Science 8 – Today the science 8 classes started work on experimental design. I totally love the Smarter Science approach to inquiry and experimental design.
At some point I mention how we really don’t need a hypothesis for an experiment, what we really need is a question. There were a couple of students that were visibly pleased when I mentioned this, I guess they were also confused as to why we have to guess an outcome when there is no benefit in doing so.
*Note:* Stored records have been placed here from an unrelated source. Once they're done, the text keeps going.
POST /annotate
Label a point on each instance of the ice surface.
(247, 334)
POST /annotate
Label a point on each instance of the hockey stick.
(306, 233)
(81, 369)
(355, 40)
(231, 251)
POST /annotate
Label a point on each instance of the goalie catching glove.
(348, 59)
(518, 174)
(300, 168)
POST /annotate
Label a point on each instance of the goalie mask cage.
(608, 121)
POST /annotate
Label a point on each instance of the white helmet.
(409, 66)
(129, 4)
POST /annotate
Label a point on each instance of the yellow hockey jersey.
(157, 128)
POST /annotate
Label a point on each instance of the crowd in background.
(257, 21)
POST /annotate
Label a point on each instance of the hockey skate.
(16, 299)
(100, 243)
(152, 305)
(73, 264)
Science 8. Today we worked through an experiment using the Smarter Science framework. I could see its usefulness, as there were several places where students were tripping up in the process. In previous classes we talked through the experiment while I wrote things down on my tablet. Today’s class I tried using the post-it notes as shown in the photo above. I think that for grade 8’s, the overhead projector with both me and students writing at the same time was better. Using post-it notes left the kids doing nothing for a bit… They would just be watching me move the notes. It caused them to be too distracted.
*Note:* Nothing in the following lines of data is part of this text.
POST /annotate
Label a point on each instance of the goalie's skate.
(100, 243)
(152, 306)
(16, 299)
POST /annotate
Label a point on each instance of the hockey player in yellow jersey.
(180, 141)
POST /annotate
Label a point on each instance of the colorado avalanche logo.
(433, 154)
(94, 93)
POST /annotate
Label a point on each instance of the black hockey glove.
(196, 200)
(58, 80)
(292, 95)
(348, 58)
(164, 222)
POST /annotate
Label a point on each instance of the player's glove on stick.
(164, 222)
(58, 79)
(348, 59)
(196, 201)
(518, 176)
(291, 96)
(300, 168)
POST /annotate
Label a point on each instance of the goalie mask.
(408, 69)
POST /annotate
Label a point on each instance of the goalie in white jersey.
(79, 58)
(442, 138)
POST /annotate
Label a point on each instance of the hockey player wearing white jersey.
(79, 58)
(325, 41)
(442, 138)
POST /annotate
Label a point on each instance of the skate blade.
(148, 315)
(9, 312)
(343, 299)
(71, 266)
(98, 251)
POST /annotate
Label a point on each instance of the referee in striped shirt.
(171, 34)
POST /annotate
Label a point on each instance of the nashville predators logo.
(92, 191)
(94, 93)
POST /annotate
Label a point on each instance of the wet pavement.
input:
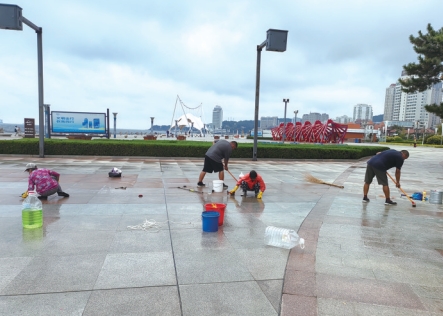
(91, 256)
What was really interesting to me was that a few students ended up with test procedures that were trying to test two variables at once. I’m looking forward to doing this again soon.
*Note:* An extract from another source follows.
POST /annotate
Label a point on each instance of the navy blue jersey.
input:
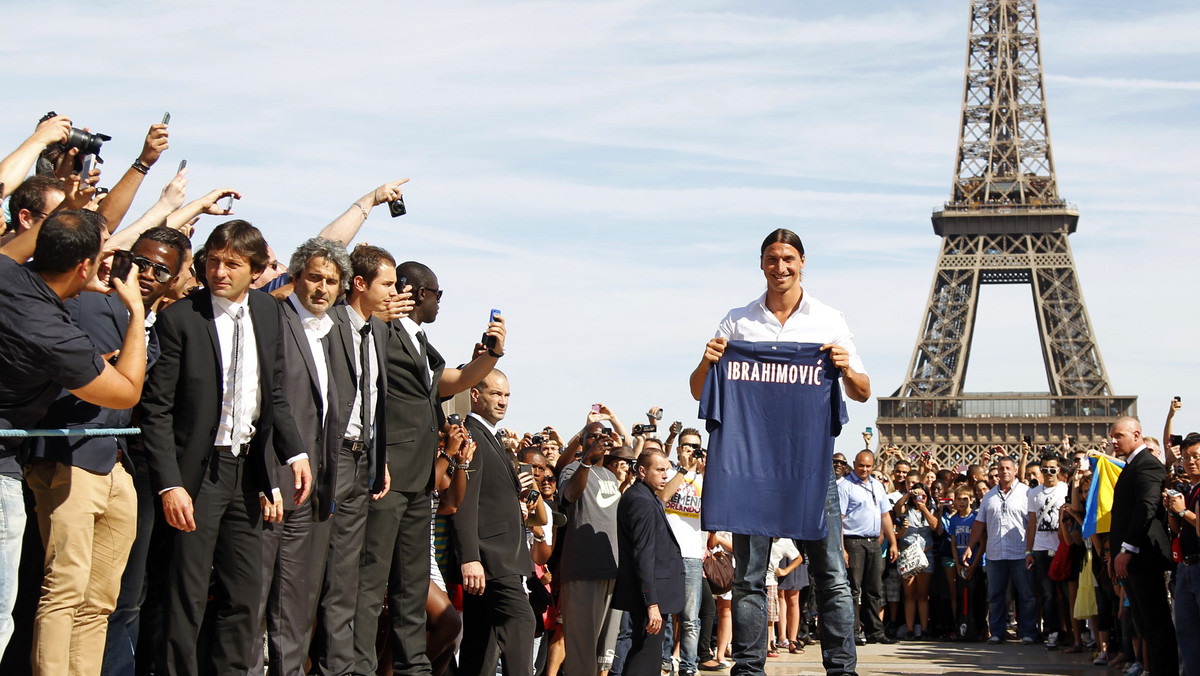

[Science 8, Science 9, Physics 11] Friday was a PRO-D for everyone in BC. I attended the BC Science Teachers Association conference. The keynote speaker was a forensic etymologist from SFU. She spoke about her studies/profession. While I found it mildly interesting, I have no idea why that was the keynote. I think I could have spent an hour doing a keynote on how Course Planning is a lot like Quality Assurance programs. Or something. Anything, really.
I had signed up for two sessions with the Smarter Science people. Smarter Science is a framework for conducting inquiry in the science classroom, and the gradual release of responsibility that goes with inquiry. I wasn’t sure how much I’d get out of it, as I have been trying to incorporate inquiry for a few years now. However, it turns out that the morning session was just what I needed. We worked through their framework by using an example. The example was eerily similar to an inquiry session I did with my grade 8 students (dissolving starch packing peanuts). The difference is that Smarter Science provides a concrete framework around the work. We had done the same steps, but each step wouldn’t have been so clear to my students. Our inquiry was more like living in the moment, whereas if I had the framework in place the students would have had a better vehicle for reflecting on the work that they had done.